Melinda earns $152 less per week then Barbra. The combined income of these two people is $400 per week. How much per week does each person earn.
I need some help on this problem If im correct I multiply 2 times $152 then divide by 400?
Let B = Barbra
B + B - 152 = 400
2B = 552
B = 276
So Barbara earns $276 and that's the answer? I also need to find out how much melinda earns.

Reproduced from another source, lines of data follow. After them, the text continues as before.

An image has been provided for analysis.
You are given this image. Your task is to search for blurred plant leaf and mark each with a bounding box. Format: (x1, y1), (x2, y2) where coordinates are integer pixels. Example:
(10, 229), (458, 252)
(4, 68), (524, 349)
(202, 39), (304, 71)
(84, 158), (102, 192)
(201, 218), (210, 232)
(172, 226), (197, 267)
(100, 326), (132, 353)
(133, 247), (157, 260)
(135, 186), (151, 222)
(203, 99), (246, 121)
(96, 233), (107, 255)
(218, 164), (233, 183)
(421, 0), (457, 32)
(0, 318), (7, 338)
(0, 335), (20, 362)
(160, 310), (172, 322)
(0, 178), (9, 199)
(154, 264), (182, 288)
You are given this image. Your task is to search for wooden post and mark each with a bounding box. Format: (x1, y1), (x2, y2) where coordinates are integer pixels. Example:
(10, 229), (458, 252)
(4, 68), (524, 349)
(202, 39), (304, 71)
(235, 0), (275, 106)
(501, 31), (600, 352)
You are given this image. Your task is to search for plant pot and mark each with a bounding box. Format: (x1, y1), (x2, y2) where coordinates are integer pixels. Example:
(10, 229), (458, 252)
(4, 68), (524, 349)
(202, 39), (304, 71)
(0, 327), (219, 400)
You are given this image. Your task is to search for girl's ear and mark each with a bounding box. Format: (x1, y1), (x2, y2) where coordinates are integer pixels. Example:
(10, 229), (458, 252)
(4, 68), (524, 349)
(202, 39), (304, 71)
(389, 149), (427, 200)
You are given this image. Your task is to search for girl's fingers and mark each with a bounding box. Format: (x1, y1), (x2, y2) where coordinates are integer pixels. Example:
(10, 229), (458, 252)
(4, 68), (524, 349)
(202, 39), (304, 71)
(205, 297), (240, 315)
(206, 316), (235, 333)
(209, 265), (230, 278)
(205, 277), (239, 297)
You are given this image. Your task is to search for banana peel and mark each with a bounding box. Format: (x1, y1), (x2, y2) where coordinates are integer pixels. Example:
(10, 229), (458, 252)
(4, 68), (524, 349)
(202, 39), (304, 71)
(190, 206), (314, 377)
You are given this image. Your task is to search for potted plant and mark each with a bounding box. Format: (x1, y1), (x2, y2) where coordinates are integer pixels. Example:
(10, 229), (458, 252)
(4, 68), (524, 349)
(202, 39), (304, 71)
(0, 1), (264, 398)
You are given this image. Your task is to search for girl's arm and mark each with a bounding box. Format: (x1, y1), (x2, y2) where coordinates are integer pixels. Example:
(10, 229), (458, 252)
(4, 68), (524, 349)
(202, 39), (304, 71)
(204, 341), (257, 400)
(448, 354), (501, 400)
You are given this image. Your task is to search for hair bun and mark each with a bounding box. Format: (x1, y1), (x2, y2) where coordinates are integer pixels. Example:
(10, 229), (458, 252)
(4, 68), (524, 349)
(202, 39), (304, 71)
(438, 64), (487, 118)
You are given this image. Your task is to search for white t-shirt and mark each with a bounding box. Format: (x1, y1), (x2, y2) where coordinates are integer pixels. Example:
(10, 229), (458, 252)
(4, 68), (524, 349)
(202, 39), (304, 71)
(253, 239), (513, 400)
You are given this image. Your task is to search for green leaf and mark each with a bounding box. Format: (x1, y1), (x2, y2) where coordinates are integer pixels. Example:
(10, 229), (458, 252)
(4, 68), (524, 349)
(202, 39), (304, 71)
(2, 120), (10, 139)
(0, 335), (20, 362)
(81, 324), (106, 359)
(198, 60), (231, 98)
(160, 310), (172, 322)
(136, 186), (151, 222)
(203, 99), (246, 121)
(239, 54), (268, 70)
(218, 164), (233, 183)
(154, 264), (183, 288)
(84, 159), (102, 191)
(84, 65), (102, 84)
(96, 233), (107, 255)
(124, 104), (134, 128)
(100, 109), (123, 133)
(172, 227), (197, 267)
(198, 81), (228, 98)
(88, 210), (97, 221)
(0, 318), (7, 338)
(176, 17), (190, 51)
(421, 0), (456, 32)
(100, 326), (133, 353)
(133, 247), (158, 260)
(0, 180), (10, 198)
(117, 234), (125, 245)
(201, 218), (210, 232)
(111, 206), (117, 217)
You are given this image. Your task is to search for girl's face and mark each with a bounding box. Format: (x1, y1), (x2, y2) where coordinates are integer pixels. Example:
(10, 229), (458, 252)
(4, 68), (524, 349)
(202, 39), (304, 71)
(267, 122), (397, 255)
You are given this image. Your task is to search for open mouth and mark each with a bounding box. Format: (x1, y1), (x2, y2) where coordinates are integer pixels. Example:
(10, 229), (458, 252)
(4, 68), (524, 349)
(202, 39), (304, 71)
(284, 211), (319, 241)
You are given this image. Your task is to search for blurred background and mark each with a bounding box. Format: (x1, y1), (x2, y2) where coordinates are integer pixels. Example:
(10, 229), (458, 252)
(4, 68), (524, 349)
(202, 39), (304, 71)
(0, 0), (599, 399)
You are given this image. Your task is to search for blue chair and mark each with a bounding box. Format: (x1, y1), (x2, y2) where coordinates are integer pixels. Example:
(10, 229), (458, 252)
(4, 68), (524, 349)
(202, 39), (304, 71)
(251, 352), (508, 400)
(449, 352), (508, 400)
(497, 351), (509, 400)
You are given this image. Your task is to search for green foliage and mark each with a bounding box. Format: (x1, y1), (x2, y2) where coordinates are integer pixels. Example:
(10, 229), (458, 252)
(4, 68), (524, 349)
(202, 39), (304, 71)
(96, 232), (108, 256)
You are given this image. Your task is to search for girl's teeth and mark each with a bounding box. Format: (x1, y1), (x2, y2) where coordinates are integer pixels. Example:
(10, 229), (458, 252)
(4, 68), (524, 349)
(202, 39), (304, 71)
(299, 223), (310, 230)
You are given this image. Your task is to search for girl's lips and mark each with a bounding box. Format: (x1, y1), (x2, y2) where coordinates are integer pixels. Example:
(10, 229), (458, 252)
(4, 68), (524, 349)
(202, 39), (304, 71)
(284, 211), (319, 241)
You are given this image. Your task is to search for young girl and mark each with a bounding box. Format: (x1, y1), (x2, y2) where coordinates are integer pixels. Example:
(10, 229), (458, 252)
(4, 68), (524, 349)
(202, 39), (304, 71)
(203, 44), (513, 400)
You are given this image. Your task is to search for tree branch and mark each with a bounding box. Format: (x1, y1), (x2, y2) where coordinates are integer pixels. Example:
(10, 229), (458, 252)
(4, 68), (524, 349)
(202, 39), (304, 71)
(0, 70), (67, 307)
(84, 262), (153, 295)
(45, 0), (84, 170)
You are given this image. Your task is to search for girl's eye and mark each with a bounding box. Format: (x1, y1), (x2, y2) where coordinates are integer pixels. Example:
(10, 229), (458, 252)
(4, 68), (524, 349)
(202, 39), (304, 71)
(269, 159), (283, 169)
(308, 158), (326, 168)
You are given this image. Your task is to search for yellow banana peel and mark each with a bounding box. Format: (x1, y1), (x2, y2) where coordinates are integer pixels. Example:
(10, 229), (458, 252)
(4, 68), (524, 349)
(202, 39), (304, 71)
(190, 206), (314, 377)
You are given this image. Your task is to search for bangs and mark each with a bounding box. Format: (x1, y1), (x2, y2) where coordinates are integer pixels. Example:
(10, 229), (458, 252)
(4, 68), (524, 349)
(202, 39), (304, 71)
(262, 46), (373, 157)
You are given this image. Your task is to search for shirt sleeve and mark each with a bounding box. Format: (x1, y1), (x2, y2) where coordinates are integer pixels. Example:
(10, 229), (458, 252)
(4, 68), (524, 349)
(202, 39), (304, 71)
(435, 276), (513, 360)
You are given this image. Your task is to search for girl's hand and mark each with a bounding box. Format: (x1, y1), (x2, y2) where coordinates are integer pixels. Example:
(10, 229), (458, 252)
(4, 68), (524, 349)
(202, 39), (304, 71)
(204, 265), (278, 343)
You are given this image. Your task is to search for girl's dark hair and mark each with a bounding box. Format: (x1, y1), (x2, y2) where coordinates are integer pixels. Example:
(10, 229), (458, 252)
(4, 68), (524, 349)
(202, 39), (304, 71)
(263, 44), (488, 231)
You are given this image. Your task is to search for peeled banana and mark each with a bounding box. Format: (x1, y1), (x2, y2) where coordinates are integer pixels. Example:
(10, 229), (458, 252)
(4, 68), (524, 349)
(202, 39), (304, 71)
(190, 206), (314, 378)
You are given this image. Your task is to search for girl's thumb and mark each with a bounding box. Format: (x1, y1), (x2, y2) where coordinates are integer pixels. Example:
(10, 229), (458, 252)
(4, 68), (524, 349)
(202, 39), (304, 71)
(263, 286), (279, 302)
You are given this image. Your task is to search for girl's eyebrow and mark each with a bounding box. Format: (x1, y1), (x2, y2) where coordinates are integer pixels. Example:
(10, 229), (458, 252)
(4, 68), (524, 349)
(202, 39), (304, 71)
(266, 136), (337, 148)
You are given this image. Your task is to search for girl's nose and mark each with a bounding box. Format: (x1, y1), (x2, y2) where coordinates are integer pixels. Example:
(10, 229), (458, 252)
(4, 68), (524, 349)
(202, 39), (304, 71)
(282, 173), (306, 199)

So I assume I then subtract 276 from 400?
My answer for melinda she earns $124 after you subtract 276 from 152 because 124 +152=276
Right.
To solve this problem, let's assign variables to the unknown quantities.
Let's call Barbra's earnings per week "B" and Melinda's earnings per week "M". It is given that Melinda earns $152 less per week than Barbra, so we can write the equation: M = B - 152.
The combined income of both people is $400 per week, so we can write another equation: B + M = 400.
Now, we have a system of two equations:
M = B - 152
B + M = 400
To solve this system of equations, we can use the method of substitution.
From the first equation, M = B - 152, we can substitute this expression for M in the second equation: B + (B - 152) = 400.
Simplifying, we have: 2B - 152 = 400.
Adding 152 to both sides of the equation, we get: 2B = 552.
Dividing both sides by 2, we find: B = 276.
Now, we can substitute the value of B back into the first equation to find M: M = 276 - 152 = 124.
Therefore, Barbra earns $276 per week, and Melinda earns $124 per week.